FLAT aims to turn latent video features into usable scene geometry

Researchers from Google Research, the University of Oxford and the Technical University of Munich have introduced FLAT, a feedforward method that decodes video diffusion latents into explicit triangle-based 3D scene representations. The work, presented as a preprint, is designed to improve geometric accuracy while keeping the rendering pipeline lightweight and practical for downstream use.

Unlike approaches that first generate volumetric or implicit scene data and then refine it, FLAT predicts surface-aligned triangle splats in a single forward pass. The authors say this makes the output easier to render with standard triangle rasterizers and more suitable for later refinement into assets that can support physics-based interaction.

A different target than Gaussian splats

Many recent feedforward scene generation systems have focused on 3D Gaussians or similar volumetric primitives. FLAT takes a different route. The method uses the structure already present in compressed video diffusion latents and maps those latent features directly to triangle splats, which represent surfaces more explicitly.

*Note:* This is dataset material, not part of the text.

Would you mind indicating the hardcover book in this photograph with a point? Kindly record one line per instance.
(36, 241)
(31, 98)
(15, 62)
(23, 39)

According to the researchers, that change in representation matters because triangles are a better fit for applications that need clear geometry, not just visually plausible output. The system is intended to preserve competitive visual quality while improving the consistency of the underlying shape.

To make triangle regression stable, the team introduced geometry-focused training choices, including a ray-centered triangle parameterization and a product window rendering function. The paper says these design elements help keep gradients usable even when small orientation errors would otherwise disrupt optimization.

One decoder, multiple video pipelines

FLAT is built to decode denoised latents from Wan-2.1, a video model family that supports several generation modes. Because the method operates in the latent space rather than directly on RGB frames, it can be used across different Wan-2.1 variants without requiring a separate scene model for each one.

The researchers say that includes text-to-video, image-to-video, video-to-video, long-horizon and interactive settings, as long as the model produces the same denoised latent representation. In practice, FLAT replaces the usual visual decoder with a scene decoder that outputs geometry instead of pixels.

That design could make the approach more flexible as the underlying video model improves. The paper argues that better generation quality or new upstream controls can transfer automatically to the same latent scene decoder.

From triangle soup to interactive assets

The raw output from FLAT is described as a triangle soup optimized for geometric fidelity. A lightweight refinement stage then turns that prediction into a fully opaque asset that can be used in more conventional graphics and simulation pipelines.

The project demonstrates that the resulting scenes can be viewed with a simple triangle renderer and navigated interactively. The authors also say the refined geometry can be used directly in a rigid-body simulation without relying on a separate collision proxy.

The paper includes examples of novel-view renders and surface normals, which it uses to show that appearance and structure remain aligned across viewpoints. That consistency is central to the project’s goal of making the geometry legible rather than merely visually convincing.

Broader implications for scene generation

FLAT is part of a broader push to make generative vision systems produce assets that are easier to export, inspect and use in real applications. By decoding explicit surface geometry from video latents, the method tries to bridge a gap between high-quality generative models and the demands of graphics, simulation and interactive environments.

The authors position the work as a feedforward alternative to generate-and-optimize pipelines, with the potential to support more practical scene generation from existing video diffusion systems.